There are 23 keys on a saxophone… so here are 23 of the greatest sax tracks featuring the very best saxophonists. Every track should be in every collection. But we’d love to hear from you as to what you consider to be the perfect jazz sax solo…
While you’re reading, listen to our Greatest Sax playlist here.
1. Coleman Hawkins – ‘Body and Soul’
This is where it all began. The Hawk sounds so perfect on this, as if every ounce of emotion is being wrung from his saxophone. It may be the most perfect saxophone solo of all time…
2. Stan Getz – ‘Here’s That Rainy Day’
If you are not in love when this record begins, you will be, by the time it finishes. Sheer perfection. Every not is perfect, as though Stan the Man is being directed by some higher being, en route to heaven.
3. Charlie Parker – ‘Just Friends’
Bird + Strings = perfection, and this song is as perfect as it gets. He is cushioned, but he is leading the charge in the softest, sexiest way imaginable.
4.Cannonball Adderley – ‘Autumn Leaves’
This is Adderley with Miles Davis and it is arguably one of the greatest jazz records of all time. So perfect that it sounds different every time you hear it.
5. John Coltrane – ‘Theme For Ernie’
‘Trane loved to play ballads (and it would have been too easy to pick something from A Love Supreme) but this says everything about his deft touch, his lightness of being.
6. Sonny Rollins – ‘St Thomas’
Sonny’s signature piece was included here for the first time on this album. The song is pure swing and pure gold.

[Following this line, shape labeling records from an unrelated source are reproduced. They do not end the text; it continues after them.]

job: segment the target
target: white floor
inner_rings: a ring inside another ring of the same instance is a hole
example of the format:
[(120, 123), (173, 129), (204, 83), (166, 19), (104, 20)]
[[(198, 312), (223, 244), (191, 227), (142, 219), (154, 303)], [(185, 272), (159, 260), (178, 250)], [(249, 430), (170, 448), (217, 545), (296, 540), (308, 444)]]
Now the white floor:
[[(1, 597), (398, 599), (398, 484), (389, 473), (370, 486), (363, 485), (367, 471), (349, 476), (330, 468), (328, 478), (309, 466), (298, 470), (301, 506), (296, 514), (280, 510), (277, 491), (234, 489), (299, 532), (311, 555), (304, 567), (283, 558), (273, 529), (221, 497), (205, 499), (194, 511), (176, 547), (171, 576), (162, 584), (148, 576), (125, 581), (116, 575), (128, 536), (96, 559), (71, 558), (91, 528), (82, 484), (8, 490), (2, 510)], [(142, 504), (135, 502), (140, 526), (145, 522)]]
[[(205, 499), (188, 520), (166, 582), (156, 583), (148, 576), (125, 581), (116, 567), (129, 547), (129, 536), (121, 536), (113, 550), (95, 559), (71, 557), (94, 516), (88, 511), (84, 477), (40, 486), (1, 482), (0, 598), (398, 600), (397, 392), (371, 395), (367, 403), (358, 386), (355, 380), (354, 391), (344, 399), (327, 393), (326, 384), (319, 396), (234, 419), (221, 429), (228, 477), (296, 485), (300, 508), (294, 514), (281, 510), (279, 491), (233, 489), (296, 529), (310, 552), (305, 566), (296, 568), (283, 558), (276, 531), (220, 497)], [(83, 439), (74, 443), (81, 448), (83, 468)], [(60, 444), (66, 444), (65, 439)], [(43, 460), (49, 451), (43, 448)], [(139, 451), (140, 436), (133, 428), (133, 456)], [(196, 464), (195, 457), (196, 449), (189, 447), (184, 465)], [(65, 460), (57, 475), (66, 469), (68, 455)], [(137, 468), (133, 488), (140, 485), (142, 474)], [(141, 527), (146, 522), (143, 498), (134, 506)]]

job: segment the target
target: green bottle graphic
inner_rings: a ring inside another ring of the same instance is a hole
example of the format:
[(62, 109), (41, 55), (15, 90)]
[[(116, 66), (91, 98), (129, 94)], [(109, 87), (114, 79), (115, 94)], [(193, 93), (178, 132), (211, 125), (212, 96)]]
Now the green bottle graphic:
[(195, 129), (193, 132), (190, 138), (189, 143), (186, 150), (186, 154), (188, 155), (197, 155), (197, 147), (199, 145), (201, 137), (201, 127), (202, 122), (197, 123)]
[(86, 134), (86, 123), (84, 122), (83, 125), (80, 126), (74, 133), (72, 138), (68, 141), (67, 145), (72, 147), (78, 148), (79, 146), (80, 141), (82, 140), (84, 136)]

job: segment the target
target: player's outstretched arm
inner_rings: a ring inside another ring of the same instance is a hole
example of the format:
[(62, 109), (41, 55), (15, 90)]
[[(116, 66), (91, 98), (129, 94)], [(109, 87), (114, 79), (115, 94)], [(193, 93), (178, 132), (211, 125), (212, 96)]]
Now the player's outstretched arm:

7. Michael Brecker – ‘Escher Sketch’
He was taken from us all too early, as this tune testifies
8. Dexter Gordon – ‘Stairway To The Stars’
A standard, yes, but in Dexter’s hands it becomes something so much more than just, ‘a standard’.
9. Lester Young – ‘I Can’t Get Started’
Lyrical, lovely and just plain luscious!
10. Wayne Shorter – ’Footprints’
If you know someone that doubts that Wayne is a genius, just play them this.
11. Duke Ellington with Paul Gonsvales – ‘Diminuendo in Blue’
12. Stan Getz – ‘O Grande Amor’
From the very first note you’re hooked. Stan takes us south to Brazil in one of the most evocative solos he ever conjured.
13. Ben Webster – ‘Tenderly’
Quite simply this is perfection.
14. Hank Mobley – ‘Soul Station’
His playing is warm, but most of all it’s swinging and lush as well as full. Sophisticated saxophone of the first order
15. John Coltrane – ‘I Love You’
He’s so melodic and at the same time so lyrical.
16. Zoot Sims – ‘Oh Lady Be Good’
If you want to know how hard a saxophone can swing then this is the place to start.
17. Gene Ammons – ‘Canadian Sunset’
A perfect tenor saxophone outing from one of the most underrated players.
18. Johnny Hodges – ‘Indian Summer’
How good is Johnny Hodges? So good he stopped Francis Albert in his tracks…
19. Sonny Stitt – ‘Lover Man’
Often overlooked, but he shouldn’t be. He conjures tones that few others could and this is one of his finest.
20. Gerry Mulligan – ‘Big City Blues’
Of course we all recognise his immense talent, but somehow he gets a little too short shrift from those that should know better.
21. Lee Kontiz – ‘I’ll Remember April’
let’s hear it for the all too over-looked Alto Saxophone and the great Lee konitz.
22. Charlie Parker and Lester Young – ‘Oh Lady Be Good’
It’s 1946, Los Angeles, and two geniuses come together to create a masterpiece at Jazz At the philharmonic.
23. Stanley Turrentine – ‘Little Sheri’
Often overlooked, but never under valued by us. Great tome, great sense of space and time.